A pandemia e a internet atingiram em cheio os aluguéis comerciais nas cidades: instalações comerciais, edifícios, lojas e casas transformadas em comércio estão há alguns anos em stand by à espera de uma retomada do apetite do comércio e serviço. Com uma expectativa que não sabemos se retornará à loja física, a pandemia e o e-commerce em crescimento, sobram lojas e edifícios comerciais vazios. Uma pesquisa rápida na internet nos deu um resultado de 6.075 anúncios na cidade, fora os publicados no Modulinho.
O e-commerce cresce de maneira fantástica e com evidentes lucros concentrados nas mesmas empresas, que investem agora em logística, com extensas áreas de distribuição de mercadorias, um fenômeno que fica cada vez mais patente em nossa região. Se por um lado distribuem empregos, por outro concentram riquezas, dispensam as lojas físicas e dão fôlego à compra virtual.
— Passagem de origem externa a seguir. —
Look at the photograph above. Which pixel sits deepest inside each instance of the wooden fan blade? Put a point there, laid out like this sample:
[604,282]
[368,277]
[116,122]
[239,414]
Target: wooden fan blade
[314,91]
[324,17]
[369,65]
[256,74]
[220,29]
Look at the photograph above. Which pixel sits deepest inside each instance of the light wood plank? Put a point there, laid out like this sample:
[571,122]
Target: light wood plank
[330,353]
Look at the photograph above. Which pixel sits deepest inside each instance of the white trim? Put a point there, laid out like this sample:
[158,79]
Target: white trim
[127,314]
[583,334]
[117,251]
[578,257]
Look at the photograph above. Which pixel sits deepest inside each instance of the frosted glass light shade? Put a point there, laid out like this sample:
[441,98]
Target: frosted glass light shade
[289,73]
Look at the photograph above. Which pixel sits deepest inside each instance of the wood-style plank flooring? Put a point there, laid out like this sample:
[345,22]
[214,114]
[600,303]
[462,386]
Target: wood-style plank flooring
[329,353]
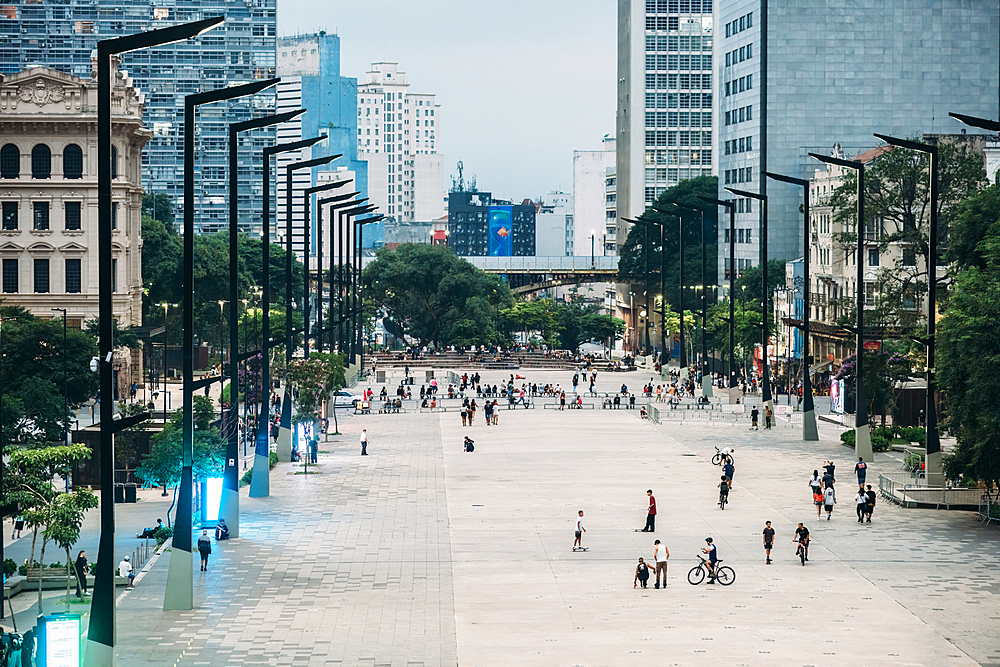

Em 2019 constatei que, com o aumento do volume de venda no comércio varejista, muitas lojas já estavam fechadas ou postas para alugar e também falei, naquela ocasião, que "lojas não são mais lojas, estão invertidas, são depósitos de mercadorias; e os fundos dos estoques são vitrines das lojas".
Nesse panorama aparecem as concentram rendas e lucros para as mesmas grandes empresas, consagrando uma desigualdade social, essa em crescimento exponencial. Esse movimento resulta um problema urbano de abandono e ausência de vida no Centro e nas áreas comerciais, cenário perfeito para receber o outro extremo, o lugar dos que não tem comida e nem recursos, os moradores em situação de rua e, evidentemente, serão multiplicados em proporções cada vez maiores e consequências inesperadas para todos.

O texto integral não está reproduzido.